SOMETIMES I HAVE fresh-picked broccoli but no peas, or green ingredients but no tomatoes. No worry, because I have a freezer. As certain soup ingredients come available out of synch with others, I stash freezer bags away (prepping the contents first if tops need nipping off beans or peas, for instance, or they need stringing). They won’t be in there long before a botanical harmonic convergence occurs and I have everything on hand for yet another batch of homemade soup. Add frozen ingredients as-is; don’t defrost first.

  1. I love the way your mind works. In my kitchen, the soup ingredients are whatever I have on hand plus some rice, beans, or noodles to complete the picture. I have been known to freeze the water from cooking vegetables to add to the next batch of soup.

  2. Becky says:

    What a great way to plan what you’ll plant! I’ve seen some seed catalogs selling collections of plants for “The Salsa Garden” or “The Tomato Sauce Garden.” “The Vegetable Soup Garden” is a great one!

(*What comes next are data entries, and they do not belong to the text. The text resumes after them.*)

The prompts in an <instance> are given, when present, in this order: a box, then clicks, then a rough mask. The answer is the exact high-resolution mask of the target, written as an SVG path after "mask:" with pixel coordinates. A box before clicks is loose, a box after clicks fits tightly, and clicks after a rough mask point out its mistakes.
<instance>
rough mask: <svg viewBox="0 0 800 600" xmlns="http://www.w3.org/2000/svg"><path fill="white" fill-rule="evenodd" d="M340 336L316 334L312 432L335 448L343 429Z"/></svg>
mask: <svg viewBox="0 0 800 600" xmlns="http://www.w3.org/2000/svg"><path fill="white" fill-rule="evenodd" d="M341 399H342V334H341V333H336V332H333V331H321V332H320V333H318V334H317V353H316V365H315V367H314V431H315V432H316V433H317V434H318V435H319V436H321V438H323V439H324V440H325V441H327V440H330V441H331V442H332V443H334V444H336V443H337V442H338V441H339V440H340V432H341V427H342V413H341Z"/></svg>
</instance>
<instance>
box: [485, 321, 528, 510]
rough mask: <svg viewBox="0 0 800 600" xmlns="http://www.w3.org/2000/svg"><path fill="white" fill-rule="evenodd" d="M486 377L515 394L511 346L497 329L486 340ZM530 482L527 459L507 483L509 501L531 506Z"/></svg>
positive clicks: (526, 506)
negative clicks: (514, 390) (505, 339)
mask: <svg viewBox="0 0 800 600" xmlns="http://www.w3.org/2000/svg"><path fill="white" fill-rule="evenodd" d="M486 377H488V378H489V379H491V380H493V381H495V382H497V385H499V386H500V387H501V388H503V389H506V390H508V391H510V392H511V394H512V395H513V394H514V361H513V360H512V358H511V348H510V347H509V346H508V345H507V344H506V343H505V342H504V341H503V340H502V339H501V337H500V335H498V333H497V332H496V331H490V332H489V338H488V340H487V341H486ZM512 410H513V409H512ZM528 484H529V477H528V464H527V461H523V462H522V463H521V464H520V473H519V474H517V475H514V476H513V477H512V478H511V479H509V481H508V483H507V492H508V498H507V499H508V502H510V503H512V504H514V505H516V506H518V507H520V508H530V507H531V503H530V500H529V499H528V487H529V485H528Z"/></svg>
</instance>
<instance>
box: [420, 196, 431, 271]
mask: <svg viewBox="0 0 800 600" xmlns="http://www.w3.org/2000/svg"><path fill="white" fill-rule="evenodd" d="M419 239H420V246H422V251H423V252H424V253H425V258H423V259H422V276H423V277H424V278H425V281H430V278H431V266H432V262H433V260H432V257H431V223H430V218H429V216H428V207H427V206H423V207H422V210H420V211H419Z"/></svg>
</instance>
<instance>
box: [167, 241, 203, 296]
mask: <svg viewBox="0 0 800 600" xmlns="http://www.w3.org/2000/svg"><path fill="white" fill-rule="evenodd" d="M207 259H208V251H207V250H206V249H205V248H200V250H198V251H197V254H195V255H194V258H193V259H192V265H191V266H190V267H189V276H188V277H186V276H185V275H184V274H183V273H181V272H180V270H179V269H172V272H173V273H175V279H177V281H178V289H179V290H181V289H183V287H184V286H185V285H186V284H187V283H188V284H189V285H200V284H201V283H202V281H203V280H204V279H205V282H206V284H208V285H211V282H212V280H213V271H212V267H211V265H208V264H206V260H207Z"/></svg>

  3. Hannelore Passsonno says:

    Dear Margaret:
    May I suggest that you also grow “Lovage” in your soup garden. In Germany it is called “Maggi Kraut” as it smells and tastes like beef boullion, similar to the liquid Maggi Seasoning which is used in soups. It is a perennial and grows to about 2-3 feet. I use about 4-5 branches when I start the soup and later take them out or pulse them into the soup. In the fall, I freeze them in bundles of 5 by wrapping them tightly into plastic wrap and keep them in a baggie in the freezer to be used in soups during the winter.
    Hannelore

  4. Nadia@Loveliveandgarden says:

    I may have to try that because I make a lot of soup. But generally speaking, I grow a salad garden and an ‘antique reproduction’ rose garden! :-) Although I’ve never quite called them that.. I may just start calling them by those names now though!

  5. Boodely says:

    Since you posted your vegetable soup recipe, I’ve made it at least a dozen times. It’s SO good, and SO simple.

    Over the winter I was a member of a CSA providing frozen local vegetables, and most of those veggies went straight into that soup. Thank you for the recipe!

  6. sallie says:

    Good morning Margaret! I want to eat that beautiful soup just from viewing your photo! Do you have the recipe on your website any where?

  7. Elizabeth F says:

    Lovage…I want to hear more about that. Someone mentioned it as a beef substitute on a blog somewhere and I asked for more info and was never responded. So is it more of an herb? Will I find it as a plant at the greenhouse? Or do I start it from seed? Grow it in pots?

  8. Elizabeth F says:

    I make vegetable soup when finds lots of odds and ends. I have been adding sweet potatoes in my old age now. I have never liked them but husband and children do so I feel obligated to cook them. I cut them in triangle shapes though so I can distinguish them from carrot half moons and don’t eat them by mistake. Growing up I hated mistaking a chunk of parsnip for potato in my mothers soup. Broccoli I just like the stems as I only like broccoli barely cooked, as in a stir fry.

  9. elizabeth says:

    Does celery not grow well in your garden? I started growing the Tango variety in my garden here in Montana a couple years ago and it grows very well, but must start early or buy starts. I like to put it in the food processor and make frozen celery cubes for Winter soups.